Heat waves are setting all-time temperature records across the globe, again. Europe suffered its deadliest fire in more than a century, and one of nearly 90 large fires in the U.S. West burned dozens of homes and forced the evacuation of at least 37,000 people near Redding, Calif. Flood-inducing downpours pounded the U.S. East last week.
It’s all part of summer — but it’s all being made worse by human-caused climate change, scientists say.
“Weirdness abounds,” said Rutgers University climate scientist Jennifer Francis.
Japan hit 106 degrees on Monday, its hottest temperature ever. Records fell in parts of Massachusetts, Maine, Wyoming, Colorado, Oregon, New Mexico and Texas. And then there’s crazy heat in Europe, where normally chill Norway, Sweden and Finland all saw temperatures they have never seen before on any date, pushing past 90 degrees.

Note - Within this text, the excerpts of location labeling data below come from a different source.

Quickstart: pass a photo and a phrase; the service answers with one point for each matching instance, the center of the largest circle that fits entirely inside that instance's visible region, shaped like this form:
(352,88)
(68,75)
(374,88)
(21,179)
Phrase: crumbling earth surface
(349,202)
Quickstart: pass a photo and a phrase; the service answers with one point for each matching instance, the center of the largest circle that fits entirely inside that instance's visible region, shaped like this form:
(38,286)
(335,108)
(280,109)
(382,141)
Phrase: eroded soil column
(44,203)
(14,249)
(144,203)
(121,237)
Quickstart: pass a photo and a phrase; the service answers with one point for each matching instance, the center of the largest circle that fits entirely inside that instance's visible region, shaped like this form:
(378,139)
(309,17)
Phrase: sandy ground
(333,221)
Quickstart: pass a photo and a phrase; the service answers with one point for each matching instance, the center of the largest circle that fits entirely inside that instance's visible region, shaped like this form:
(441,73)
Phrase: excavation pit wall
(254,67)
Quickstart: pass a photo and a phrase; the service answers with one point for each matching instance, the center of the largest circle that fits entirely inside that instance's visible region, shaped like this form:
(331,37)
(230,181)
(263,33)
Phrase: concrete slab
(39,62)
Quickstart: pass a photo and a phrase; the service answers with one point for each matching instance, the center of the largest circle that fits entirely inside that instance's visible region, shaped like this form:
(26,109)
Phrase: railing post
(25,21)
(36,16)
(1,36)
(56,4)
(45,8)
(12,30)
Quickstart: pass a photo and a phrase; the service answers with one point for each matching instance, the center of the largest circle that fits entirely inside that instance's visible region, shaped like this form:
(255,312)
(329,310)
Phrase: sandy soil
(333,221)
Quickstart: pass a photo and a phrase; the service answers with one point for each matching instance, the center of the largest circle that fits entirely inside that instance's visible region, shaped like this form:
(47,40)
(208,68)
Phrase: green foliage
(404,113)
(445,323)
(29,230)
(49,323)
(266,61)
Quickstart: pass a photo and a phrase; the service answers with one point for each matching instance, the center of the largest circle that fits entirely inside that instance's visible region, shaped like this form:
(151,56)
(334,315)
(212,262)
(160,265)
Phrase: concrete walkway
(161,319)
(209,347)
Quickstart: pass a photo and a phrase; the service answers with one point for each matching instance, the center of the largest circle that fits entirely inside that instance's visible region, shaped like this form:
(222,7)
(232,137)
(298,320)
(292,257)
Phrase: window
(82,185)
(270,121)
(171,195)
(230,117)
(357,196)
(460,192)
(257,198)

So far this month, at least 118 of these all-time heat records have been set or tied across the globe, according to the National Oceanic and Atmospheric Administration.
The explanations should sound as familiar as the crash of broken records.
“We now have very strong evidence that global warming has already put a thumb on the scales, upping the odds of extremes like severe heat and heavy rainfall,” Stanford University climate scientist Noah Diffenbaugh said. “We find that global warming has increased the odds of record-setting hot events over more than 80 percent of the planet, and has increased the odds of record-setting wet events at around half of the planet.”